Dr. Ioannis Minas Insights


Galen: Okay. Welcome. Thank you for joining me today. My name is Galen. I am the director of Applied Science at Felix Instruments. And I’m very excited to be joined today by a special guest. His name is Dr. Ioannis Minas, a professor of pomology at Colorado State University. I’ll let him introduce himself and give a little more background on his research, what he does, and where his interest lie. Then, we’ll talk briefly about how you are utilizing our instruments.

Ioannis Minas, Assistant Professor of Horticulture and Landscape Architecture, Western Colorado Research Center, Colorado State University, January 6, 2016

Dr. Ioannis: Thanks for having me this morning, Galen. My name is Ioannis Minas. I’m originally from Greece, but I joined CSU in 2015. My background comes from pomology, post-harvest, and biology. But here at Colorado State University, I work in many aspects of tree fruit production. We are focusing on peach production, Colorado’s major tree fruit crop. We are working on rootstock, staining systems, and cold hardiness. Because of my background, I’m interested in fruit quality.

This is where I get to use your technology in order first to understand how we can improve fruit quality in the orchard. That’s one of the major aspects of my programs as well, but also how we can put technology into the hands of the growers. And peach growers are like many other growers, low tech or no tech industry. So we should explore how we can use technology to give them the information they need to make the best decisions for their crops.

Why Farmers Stick to Traditional Methods

Galen: So you bring up the most interesting point with this technology: our F-750 and F-751 sensors for fruit quality. There’s always seemed to be a lot of interest on the post-harvest side of the supply chain where typically they already have QA labs where they’re doing destructive testing, and that’s just a normal part of everyday life for them. But farmers, especially on the smaller side of operations, have always relied on traditional means and tribal knowledge to assess the maturity of their fruit and when they should be harvesting. So what do you see as the path forward to getting this technology into the hands of the farmers?
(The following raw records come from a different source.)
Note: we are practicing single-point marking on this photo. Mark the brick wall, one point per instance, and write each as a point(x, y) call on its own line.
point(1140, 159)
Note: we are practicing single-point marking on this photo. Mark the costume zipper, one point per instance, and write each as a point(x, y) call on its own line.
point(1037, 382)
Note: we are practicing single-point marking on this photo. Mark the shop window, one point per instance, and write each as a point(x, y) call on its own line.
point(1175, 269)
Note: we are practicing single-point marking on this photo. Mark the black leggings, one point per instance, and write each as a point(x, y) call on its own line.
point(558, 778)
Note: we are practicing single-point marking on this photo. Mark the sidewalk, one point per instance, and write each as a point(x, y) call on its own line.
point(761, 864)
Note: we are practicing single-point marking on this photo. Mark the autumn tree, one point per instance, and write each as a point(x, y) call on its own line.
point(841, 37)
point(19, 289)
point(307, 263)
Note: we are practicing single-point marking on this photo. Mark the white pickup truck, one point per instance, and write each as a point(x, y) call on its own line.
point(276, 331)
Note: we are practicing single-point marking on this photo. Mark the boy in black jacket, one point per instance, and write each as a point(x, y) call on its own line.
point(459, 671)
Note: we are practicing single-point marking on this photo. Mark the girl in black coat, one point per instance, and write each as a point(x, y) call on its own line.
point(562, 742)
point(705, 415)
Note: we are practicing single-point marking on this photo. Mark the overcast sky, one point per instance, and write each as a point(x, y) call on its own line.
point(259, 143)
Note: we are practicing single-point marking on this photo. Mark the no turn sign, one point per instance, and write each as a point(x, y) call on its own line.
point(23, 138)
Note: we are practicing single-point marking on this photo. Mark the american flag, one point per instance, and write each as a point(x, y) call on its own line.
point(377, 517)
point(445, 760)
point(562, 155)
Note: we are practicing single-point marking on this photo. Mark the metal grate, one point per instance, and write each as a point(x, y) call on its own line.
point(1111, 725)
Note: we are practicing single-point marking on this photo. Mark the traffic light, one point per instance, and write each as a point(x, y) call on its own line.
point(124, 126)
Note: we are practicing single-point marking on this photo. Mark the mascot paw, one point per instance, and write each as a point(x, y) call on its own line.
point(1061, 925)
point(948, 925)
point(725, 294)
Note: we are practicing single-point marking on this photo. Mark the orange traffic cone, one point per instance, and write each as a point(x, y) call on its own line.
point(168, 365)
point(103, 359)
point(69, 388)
Dr. Ioannis: I agree. And that’s the main thing. There are two worlds: the world focusing on pre-harvest, farming and harvesting the fruit, and the world managing post-harvest. This is more distinct in Europe, where I’m coming from. And I know this system very well. Here in the US, you find most, like, many of the growers, are doing their packing. So you can find a vertical situation where the farmer is also the packer, shipper, and post-harvest special. So in the first part, I agree with you. It’s very hard for the farmers to move out of their tradition. In most cases, they are three, four, or five generations on the same farm. So they know what they’re doing and rely on their senses most of the time. Saying: We think we should be harvesting two days from now. We think that we have been doing everything right. Most of the time, these claims are not coming with any data to back up the claims.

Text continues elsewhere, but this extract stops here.